Editor's Note: The following is a guest post from Nick Psaki, principal system engineer at Pure Storage
We’ve been talking about data growth for the past two decades, but data is accelerating like never before. In fact, 90% of the world’s data was created in the past two years alone. One of the biggest changes is that most of the data being created today is generated by machines, not by humans using applications.
Take internet of things (IoT) sensors, used to monitor everything from traffic patterns and parking to air quality and infrastructure integrity. These sensors are generating mass amounts of data, but are cities set up to process it? This data is only useful if it triggers automatic workflows and information is disseminated in real time — and for that, IT infrastructures need to have the right building blocks.
As governments are faced with delivering more services with fewer resources, residents are expecting their governments to deliver services like they are used to in their lives as consumers. In order for governments to do this, they must be able to operate efficiently and analyze data where it is created. Data powers emerging technologies such as artificial intelligence (AI) and deep learning, and it is bringing things to the next level. Additionally, it allows governments to automate infrastructure, which in turn enables greater efficiency — allowing them to improve citizen service.
While the volume of unstructured data such as geospatial and social has exploded, legacy storage built to house that data has not fundamentally changed in decades. Deep learning, graphics processing units (GPUs) and the ability to store and process very large datasets at high speed are fundamental for AI. Deep learning and GPUs are massively parallel, but legacy storage technologies were not designed for these workloads — they were designed in an era with an entirely different set of expectations around speed, capacity and density requirements.
Today’s infrastructure wasn’t built from scratch to implement a cohesive data strategy — it was built over time, probably project by project and is likely fragmented and not very agile. Is it time to consider if cities are ready for a storage transformation?

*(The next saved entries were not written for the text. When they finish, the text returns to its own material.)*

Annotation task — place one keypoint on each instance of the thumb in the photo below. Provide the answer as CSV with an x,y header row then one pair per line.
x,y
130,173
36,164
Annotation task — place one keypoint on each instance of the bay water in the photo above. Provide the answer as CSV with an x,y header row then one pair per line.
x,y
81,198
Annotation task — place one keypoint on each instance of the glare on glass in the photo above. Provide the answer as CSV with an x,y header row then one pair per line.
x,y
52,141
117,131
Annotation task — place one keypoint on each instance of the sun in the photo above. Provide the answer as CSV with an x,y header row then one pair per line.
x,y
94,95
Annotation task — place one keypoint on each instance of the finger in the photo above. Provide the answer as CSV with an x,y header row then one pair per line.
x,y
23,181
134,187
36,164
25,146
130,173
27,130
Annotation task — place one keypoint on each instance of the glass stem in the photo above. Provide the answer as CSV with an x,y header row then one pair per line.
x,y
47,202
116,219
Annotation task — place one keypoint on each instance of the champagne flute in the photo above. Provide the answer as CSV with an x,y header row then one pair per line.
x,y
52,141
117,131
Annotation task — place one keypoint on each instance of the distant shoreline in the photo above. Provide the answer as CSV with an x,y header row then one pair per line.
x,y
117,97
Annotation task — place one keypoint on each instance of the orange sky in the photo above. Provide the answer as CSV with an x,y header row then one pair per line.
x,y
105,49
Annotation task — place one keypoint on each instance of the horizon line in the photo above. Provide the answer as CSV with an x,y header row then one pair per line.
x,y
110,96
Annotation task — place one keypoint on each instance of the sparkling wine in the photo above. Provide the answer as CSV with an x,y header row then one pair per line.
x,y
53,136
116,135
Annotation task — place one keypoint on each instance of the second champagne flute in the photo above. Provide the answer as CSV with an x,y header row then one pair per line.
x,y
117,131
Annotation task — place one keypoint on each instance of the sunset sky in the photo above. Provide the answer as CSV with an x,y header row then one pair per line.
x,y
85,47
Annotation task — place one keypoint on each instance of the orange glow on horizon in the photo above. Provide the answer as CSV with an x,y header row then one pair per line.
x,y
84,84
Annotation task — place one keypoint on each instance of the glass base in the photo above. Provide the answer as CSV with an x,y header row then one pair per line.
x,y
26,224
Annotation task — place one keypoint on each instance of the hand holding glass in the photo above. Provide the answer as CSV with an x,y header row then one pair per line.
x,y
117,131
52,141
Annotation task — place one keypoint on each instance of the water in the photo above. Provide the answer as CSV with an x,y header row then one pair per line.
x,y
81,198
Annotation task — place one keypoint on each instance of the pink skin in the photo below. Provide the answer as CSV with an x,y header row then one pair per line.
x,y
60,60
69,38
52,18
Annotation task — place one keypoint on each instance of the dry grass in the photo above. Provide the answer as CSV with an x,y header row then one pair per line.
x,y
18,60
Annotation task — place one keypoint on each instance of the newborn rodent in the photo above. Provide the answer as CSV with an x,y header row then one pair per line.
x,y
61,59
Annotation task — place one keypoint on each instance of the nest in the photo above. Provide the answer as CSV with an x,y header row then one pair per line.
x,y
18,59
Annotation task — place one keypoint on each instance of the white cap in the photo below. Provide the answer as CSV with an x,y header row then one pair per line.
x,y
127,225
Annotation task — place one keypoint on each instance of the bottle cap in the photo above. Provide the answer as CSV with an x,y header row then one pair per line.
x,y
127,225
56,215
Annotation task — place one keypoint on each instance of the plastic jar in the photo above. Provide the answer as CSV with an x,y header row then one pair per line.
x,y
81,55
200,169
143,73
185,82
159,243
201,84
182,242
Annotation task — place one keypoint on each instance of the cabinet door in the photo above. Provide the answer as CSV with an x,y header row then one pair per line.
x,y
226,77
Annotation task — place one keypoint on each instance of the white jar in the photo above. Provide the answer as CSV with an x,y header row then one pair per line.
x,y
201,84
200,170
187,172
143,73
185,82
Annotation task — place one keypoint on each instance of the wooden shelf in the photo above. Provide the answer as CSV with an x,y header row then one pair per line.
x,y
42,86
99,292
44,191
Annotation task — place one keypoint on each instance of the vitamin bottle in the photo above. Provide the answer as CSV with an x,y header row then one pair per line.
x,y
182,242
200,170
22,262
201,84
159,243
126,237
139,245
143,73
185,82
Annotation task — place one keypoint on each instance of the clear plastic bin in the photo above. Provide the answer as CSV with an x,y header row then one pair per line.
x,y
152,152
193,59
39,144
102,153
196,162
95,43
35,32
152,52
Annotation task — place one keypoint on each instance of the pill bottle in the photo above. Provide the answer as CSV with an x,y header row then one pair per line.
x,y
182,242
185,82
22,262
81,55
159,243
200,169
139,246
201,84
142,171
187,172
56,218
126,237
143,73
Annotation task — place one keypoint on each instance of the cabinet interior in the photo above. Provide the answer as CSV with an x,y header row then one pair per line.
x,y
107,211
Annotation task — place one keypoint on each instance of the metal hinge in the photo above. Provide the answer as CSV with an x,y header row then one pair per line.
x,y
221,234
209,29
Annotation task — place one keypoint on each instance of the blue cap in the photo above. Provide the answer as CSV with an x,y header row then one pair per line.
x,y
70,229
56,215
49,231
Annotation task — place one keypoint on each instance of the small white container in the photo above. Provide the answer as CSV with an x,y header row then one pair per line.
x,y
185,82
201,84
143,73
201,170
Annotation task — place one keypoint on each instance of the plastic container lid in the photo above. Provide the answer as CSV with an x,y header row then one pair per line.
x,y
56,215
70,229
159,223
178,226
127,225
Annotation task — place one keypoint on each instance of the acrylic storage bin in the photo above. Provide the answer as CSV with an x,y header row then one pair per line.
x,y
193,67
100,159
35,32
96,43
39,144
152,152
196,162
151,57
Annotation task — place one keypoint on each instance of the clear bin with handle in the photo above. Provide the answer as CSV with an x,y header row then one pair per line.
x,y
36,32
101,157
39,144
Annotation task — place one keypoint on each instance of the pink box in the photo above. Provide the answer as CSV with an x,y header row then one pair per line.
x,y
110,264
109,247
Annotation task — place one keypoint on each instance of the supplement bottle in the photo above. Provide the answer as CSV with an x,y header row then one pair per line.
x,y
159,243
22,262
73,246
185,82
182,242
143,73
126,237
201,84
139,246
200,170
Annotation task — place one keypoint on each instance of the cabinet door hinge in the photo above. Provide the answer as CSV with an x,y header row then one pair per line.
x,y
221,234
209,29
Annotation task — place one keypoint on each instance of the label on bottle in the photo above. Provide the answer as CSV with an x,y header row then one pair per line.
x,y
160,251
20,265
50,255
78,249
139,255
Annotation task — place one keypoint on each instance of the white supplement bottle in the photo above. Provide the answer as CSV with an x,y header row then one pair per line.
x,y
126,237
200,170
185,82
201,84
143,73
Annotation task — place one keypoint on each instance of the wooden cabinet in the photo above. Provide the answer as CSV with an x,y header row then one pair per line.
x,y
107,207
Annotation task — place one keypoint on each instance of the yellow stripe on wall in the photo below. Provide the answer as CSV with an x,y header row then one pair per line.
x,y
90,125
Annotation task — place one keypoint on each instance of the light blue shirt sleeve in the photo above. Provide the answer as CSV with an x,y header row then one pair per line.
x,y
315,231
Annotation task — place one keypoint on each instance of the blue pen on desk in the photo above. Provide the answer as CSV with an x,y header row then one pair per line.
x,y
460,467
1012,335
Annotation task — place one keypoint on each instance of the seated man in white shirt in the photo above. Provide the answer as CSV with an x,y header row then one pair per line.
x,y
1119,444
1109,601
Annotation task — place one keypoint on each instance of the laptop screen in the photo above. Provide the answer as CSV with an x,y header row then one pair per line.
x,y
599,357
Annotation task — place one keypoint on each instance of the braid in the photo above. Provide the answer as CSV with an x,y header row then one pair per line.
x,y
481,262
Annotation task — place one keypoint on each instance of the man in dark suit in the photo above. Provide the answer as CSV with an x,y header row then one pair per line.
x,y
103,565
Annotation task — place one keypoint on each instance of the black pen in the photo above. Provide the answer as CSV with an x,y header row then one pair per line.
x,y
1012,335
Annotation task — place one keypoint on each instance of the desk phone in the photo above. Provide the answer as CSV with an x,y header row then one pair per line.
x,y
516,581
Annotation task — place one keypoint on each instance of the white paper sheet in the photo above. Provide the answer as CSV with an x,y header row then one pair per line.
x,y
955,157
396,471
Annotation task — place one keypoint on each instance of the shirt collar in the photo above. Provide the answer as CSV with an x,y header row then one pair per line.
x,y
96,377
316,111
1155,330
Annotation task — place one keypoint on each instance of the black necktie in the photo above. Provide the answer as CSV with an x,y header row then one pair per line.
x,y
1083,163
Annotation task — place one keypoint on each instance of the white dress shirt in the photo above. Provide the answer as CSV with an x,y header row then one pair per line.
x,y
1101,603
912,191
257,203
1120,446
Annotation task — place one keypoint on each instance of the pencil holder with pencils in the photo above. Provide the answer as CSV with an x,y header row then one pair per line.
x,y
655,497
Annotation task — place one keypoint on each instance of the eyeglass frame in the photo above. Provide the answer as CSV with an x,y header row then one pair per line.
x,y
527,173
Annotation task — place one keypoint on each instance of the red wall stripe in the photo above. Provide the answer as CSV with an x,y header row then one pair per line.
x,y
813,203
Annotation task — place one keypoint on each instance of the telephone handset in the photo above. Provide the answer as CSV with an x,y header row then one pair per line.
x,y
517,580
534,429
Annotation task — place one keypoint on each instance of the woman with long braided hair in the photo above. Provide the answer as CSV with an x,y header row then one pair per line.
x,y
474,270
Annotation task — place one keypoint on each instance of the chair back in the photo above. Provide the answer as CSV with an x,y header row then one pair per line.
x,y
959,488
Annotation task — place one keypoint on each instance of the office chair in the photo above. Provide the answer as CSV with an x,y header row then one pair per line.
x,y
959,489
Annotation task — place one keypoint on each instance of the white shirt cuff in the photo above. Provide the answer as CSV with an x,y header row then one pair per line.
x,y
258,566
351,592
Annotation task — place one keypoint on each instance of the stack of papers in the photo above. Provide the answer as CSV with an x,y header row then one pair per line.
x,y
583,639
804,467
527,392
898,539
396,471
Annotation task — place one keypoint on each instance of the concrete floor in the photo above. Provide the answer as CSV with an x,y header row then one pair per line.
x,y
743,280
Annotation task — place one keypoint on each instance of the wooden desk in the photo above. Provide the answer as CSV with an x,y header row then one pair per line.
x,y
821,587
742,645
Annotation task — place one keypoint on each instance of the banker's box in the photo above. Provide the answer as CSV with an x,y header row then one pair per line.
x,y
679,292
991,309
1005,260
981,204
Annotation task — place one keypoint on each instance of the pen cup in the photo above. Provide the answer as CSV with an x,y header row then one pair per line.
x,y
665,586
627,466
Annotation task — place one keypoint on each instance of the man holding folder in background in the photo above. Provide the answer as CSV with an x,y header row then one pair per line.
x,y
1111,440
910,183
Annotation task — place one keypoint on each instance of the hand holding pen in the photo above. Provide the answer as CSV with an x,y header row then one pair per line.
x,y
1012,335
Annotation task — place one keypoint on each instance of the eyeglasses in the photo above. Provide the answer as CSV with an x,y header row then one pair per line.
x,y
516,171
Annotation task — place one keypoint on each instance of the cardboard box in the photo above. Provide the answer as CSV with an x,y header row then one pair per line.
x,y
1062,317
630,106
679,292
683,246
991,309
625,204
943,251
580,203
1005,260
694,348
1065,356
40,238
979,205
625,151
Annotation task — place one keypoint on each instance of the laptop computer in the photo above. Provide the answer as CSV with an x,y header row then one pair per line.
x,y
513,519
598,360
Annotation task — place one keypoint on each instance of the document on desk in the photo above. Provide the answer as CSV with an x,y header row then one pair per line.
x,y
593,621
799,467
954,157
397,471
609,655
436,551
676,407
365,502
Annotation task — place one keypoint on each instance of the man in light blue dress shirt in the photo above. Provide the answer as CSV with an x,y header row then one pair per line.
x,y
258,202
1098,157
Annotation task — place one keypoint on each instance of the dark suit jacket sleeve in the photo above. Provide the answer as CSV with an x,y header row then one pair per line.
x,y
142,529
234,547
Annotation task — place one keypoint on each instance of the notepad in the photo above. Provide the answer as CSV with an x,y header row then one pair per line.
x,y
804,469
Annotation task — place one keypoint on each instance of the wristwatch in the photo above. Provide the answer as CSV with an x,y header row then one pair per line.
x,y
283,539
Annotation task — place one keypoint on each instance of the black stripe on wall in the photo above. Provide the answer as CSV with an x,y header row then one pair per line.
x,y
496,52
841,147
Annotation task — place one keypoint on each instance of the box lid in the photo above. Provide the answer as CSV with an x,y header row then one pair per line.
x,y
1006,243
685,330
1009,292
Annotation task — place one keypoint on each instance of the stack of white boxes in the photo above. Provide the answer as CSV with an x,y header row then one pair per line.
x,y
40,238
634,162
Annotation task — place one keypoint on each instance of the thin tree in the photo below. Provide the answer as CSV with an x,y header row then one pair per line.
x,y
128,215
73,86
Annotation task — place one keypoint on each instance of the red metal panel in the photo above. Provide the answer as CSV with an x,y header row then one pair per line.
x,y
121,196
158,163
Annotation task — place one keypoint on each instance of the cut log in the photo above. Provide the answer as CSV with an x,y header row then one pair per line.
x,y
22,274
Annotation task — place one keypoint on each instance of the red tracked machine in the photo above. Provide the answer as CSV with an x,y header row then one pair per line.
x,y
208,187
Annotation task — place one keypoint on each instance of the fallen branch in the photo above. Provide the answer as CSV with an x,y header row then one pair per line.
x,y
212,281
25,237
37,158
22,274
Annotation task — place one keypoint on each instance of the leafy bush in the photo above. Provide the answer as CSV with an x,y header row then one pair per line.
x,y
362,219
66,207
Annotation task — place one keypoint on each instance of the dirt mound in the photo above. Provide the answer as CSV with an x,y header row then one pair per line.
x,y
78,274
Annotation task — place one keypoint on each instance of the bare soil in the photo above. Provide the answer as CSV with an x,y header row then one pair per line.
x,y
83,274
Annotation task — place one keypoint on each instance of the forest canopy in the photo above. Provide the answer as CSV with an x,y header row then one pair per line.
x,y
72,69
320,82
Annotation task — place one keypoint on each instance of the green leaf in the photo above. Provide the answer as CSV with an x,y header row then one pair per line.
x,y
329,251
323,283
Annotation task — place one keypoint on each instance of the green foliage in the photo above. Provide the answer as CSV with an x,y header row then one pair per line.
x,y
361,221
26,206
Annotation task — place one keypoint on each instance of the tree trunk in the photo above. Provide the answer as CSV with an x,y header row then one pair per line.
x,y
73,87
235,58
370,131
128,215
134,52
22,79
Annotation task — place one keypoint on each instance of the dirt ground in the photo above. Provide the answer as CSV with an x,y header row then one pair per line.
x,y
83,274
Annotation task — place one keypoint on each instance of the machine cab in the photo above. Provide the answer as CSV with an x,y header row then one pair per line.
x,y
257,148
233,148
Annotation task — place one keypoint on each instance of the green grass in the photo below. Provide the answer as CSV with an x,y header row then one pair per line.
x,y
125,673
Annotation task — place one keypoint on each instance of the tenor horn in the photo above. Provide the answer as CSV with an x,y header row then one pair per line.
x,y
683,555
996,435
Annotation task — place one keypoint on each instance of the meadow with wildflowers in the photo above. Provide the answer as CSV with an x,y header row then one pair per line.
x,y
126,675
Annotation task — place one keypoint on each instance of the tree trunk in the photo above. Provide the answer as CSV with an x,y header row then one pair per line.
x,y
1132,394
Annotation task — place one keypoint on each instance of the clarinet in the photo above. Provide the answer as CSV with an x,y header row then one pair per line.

The short answer: They have to be, and the focus must be around creating an infrastructure that is designed with data in mind. In order to be prepared for next-generation governing, cities must focus on IT infrastructure from the bottom up, consider data a factor when making key decisions and focus on three key principles.
Consolidate & simplify
To drive efficiency and achieve the potential of data, it is essential for cities to consolidate and move away from data islands. They must focus on consolidating applications into large storage pools, where what used to be tiers of storage can all be simplified into one. This drives efficiency, agility and security — which all play a role in a successful next-generation government.
Process in real-time
Data must be processed in real-time because it makes applications faster, time to action more instant and immersive, employees more productive and citizens safer and more satisfied.
Embrace on demand & self-driving storage
On demand and self-driving storage represents a paradigm shift in terms of how we think about operating storage. What if a storage team could stop being a storage operations team, and instead think about their mission as running an in-house storage service provider? What if they could deliver data-as-a-service, on demand, to each of the development teams, just like those developers could get from the public cloud? Instead of the endless cycle of reactive troubleshooting, what if the storage team could spend its time automating and orchestrating the infrastructure to make it self-driving and ultra-agile? With the pressure for government to run more like a business, there must be a big shift towards efficiency.
A data-centric architecture will simplify performance of core applications while reducing cost of IT; empower developers with on-demand data, making builds faster; and enable the agility required for DevOps and the continuous integration/continuous delivery (CD) pipeline. It will deliver next-gen analytics as well as act as a data hub for the modern data pipeline, including powering AI initiatives.
In short, a data-centric architecture will give cities the platform they need to stay ahead of these impactful emerging technologies. It’s not about how much data cities have – it’s about what they can do with it. And those impactful and meaningful projects start with data at the center of the IT infrastructure strategy.